Interestingly, this board has also butted heads with local authorities like Rossello, a problem of often conflicting elite interests that’s rarely noted in U.S. media reports about Puerto Rico’s troubles.
One of the lawyers on this board, David Skeel, was also involved in the management of Detroit and Atlantic City when they faced their own financial crises. He has written in the past about how periods of “dictatorship” are sometimes necessary for municipalities to deal with economic problems and, after the resignation of the territory’s elected governor and the refusal of his chosen sucessor to take the job, it seems that the Junta may be in the position to make such a dictatorship a reality for Puerto Ricans at some point in the future.
This is obviously not what those who took to the streets, especially in the capital, San Juan, were fighting for, as Julio Lopez Varone, a lawyer and organizer with Puerto Rico’s Center for Popular Democracy explained to the Intercept, “This is a moment when we have people rising up and saying they want to have power to make their own decisions. People are not in the streets because they want more federal control. They are in the streets because they want a say in their future.”
Further, the Junta’s fiscal plan shows how even more money, at least $1.5 billion, is being extracted from the territory to enrich mainland consultancy firms like McKinsey and Company. This money will be paid out to lawyers, consultants and others over the next six years by Puerto Rican taxpayers and none of it will go to paying down the territory’s debt.
As reported by New York Magazine in April, “The firm [McKinsey] billed the board more than $72 million through January, and its ongoing contracts total about $3.3 million a month.”
While firms like McKinsey are profiting handsomely from the territory, things have gotten even harder for PuertoRico’s poorest people in the wake of Hurricane Maria, as the founder of a non-profit group called PRXPR, Carmen Baez, recently explained, “”People have lost their livestock – the chicken that laid the eggs, the pork that provided the meat, their orchards and gardens that provided their vegetables… The most disadvantaged victims of Hurricane Maria are now the ones that are further suffering under the burden of politics. If the federal aid was limited and slow before, now it will be worse.”
The danger represented by Hurricane Maria may have slowed the desire of many wealthy Americans to take advantage of the fact that they pay close to zero in taxes on income if they reside in Puerto Rico for at least 6 months of the year. Still, these kinds of incentives could mean that the territory will become a prime candidate for what has come to be called climate change gentrification, where areas of high ground are bought up by the wealthy, as is now happening in Miami’s Little Haiti, which is three feet higher than surrounding areas of the city.
The people power demonstrated by Puerto Ricans over the last few weeks should inspire us but the resignation of Rossello is just the beginning if the territory is ever to change its status in terms of the mainland United States.
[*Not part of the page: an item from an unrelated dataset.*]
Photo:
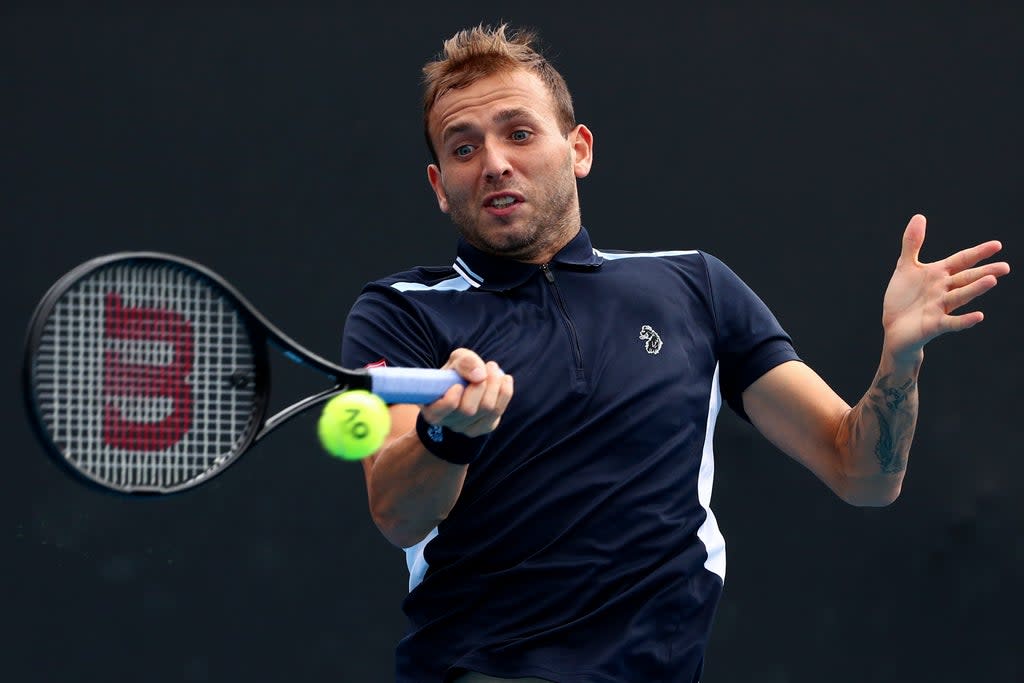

Whether Puerto Ricans (and diaspora communities on the mainland) eventually choose independence or statehood (which would also likely change the math in the U.S. Senate in favor of Democrats), the Junta will not go as easily as the former governor and a Puerto Rico still reeling from Maria without local leadership, corrupt as it so often seems to be, is now more prone to the depredations of mainland elites than ever.